Is it really being a loser- wondering whether a career or job will fulfil your needs?
I suppose I struggle with the mental gymnastics of it all. I had a very strong work ethic grilled into me. So, I've always felt guilty I wasn't doing enough. Even when I was and am working.
My upbringing took a hold with regards to working although- I did at least pursue a career I had a genuine interest in. I have let other things slip though. People would be horrified and appalled if they saw my living environment.
I do envy NEETS if I'm honest. Even if I know I probably shouldn't. They may well have genuine reasons as to why they can't work. Plus, some would genuinely like to but, can't. I think some don't want to work because they're afraid to though. They can also predict what it will do to negatively impact their mental and physical health. That's where my envy comes in I suppose. I think it's the reality that a lot of people fear and experience those things but maybe don't feel like they have so much of a choice.

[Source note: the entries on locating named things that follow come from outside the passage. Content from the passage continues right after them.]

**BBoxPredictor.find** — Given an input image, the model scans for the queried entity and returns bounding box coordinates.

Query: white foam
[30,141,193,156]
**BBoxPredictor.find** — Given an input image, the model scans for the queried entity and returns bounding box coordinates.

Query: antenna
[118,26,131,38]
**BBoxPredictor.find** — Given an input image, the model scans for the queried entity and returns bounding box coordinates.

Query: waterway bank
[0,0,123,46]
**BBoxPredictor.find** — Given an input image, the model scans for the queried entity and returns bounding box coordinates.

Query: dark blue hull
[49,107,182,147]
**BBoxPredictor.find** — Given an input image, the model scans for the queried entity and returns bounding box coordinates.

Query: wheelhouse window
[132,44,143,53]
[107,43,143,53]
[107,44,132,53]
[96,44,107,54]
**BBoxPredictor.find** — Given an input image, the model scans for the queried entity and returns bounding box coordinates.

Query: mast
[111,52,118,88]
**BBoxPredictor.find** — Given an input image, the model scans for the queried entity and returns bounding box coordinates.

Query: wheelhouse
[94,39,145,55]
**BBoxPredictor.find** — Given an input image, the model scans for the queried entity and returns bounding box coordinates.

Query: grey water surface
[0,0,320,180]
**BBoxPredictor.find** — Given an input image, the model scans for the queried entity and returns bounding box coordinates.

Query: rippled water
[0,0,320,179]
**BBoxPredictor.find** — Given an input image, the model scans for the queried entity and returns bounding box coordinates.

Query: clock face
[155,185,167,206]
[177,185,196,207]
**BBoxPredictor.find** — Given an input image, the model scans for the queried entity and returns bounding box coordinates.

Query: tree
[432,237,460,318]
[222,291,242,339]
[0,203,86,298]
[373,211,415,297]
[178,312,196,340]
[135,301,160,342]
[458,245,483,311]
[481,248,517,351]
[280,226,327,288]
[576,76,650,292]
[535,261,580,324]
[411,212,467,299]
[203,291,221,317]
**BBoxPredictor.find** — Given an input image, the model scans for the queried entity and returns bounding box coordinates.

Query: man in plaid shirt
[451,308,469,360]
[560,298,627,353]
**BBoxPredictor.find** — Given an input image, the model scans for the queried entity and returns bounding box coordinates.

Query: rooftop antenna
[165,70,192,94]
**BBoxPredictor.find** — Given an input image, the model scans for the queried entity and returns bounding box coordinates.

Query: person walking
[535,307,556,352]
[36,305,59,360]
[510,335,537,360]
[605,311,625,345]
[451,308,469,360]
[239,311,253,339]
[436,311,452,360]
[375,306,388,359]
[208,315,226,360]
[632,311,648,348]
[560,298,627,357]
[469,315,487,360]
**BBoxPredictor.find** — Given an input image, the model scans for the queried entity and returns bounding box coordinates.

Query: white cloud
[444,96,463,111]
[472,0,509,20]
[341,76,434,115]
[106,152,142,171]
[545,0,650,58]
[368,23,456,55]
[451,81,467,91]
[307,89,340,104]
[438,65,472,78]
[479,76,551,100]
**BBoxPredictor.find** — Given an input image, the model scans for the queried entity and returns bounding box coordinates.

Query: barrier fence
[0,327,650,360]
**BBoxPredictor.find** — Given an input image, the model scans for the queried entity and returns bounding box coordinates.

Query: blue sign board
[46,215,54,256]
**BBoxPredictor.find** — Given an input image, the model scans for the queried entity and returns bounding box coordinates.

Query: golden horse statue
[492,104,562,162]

I suppose though- at the same time, I have a begrudging admiration for people who refuse to work. Why should we comply to other's expectations of us? Especially if we can't find anything we value or find meaning in? It does effectively mean we were born here in order to wage slave. Which I don't think is even fair in the first place. So, how 'bad' is it really- to refuse to comply? I'm not sure really.
I don't actually think either is necessarily an easy option either. We either submit ourselves to exhausting and stressful wage slavery. Or, we shoulder the disappointment, criticism and guilt trips from our families that we are a burden on them. Plus, the social disapproval from society.
It often just felt like doing the lessor of the evils for me. My family managed to instil a huge guilt monster inside of me. I feel like I can't CTB while they are alive and, I need to pay for the life I don't even want! Ridiculous actually- when you really consider it.
Do you want to socialise? Do you think not doing so is negatively impacting you? Again, I'm not so sure we always should comply with what is considered good for us. I'm not sure that it's being isolated that is a problem for me- although, I am too. There again, it's widely acknowledged to be unhealthy. I think it certainly contributes to social anxiety in future situations. I absolutely let social anxiety hold me back in life.